Tech Stack & Deployment
The project targets self-hosted and cloud deployment modes, following the precedent set by Chatwoot for data residency and transparency. Integration centres on a REST API for tickets and conversations, webhook delivery for events, and connectors for backend systems (e.g. Shopify, Salesforce, Stripe, Jira) along the lines exposed by Intercom Data Connectors and Zendesk apps. ITIL ticket lifecycles, SLA frameworks, ISO/IEC 20000, and GDPR/CCPA/HIPAA data handling are reference standards for the design.
Market Context
The help desk software market is projected to reach approximately $35 billion by 2035 at a 10.2% CAGR, fragmented across 400+ vendors. Pricing spans free self-hosted (Chatwoot) and free tiers (Freshdesk) through $55–$149/agent/month mid-market platforms, with AI resolution increasingly priced per-resolution ($0.99–$5) rather than per-seat. Primary buyers are support operations managers at SaaS companies handling 1K–50K tickets/month, VPs of Customer Success, engineering-adjacent support teams, and CTOs evaluating autonomous resolution as a headcount lever.
Project Status
This project is in the research and specification phase.

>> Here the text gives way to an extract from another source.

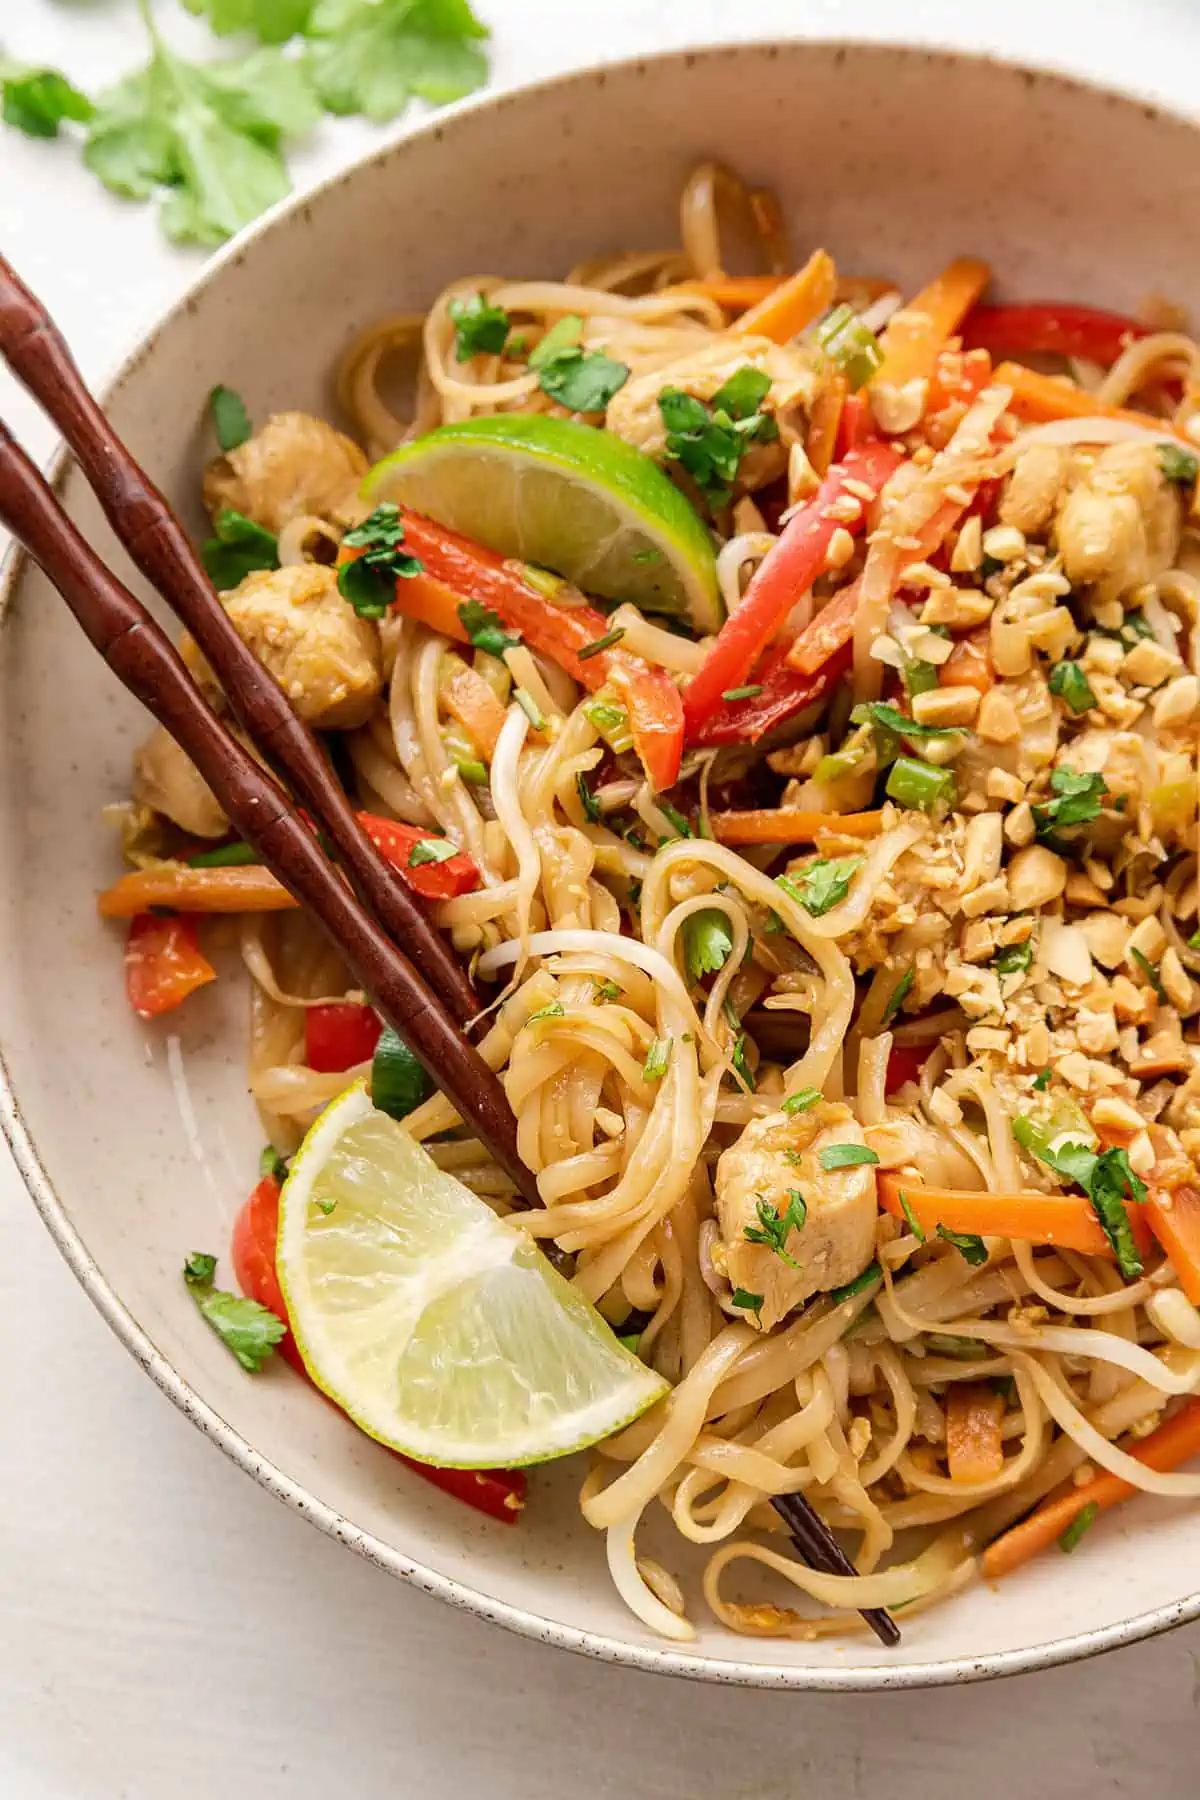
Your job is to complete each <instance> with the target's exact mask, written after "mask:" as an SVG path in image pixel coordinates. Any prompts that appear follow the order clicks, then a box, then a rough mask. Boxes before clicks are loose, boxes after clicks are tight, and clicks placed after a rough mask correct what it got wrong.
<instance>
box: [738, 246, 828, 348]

Contributions, feedback, and domain expertise are welcome.
Contributing
We welcome contributions from developers, domain experts, and potential users. See CONTRIBUTING.md for guidelines.
Important: All contributions must be your own original work or clearly attributed open-source material with a compatible licence. Copyright infringement and licence violations will not be tolerated and will result in immediate removal of the offending contribution. If you are unsure whether a piece of code, text, or other material is safe to contribute, open an issue and ask before submitting.
Licence
Licence to be determined. See discussion for context.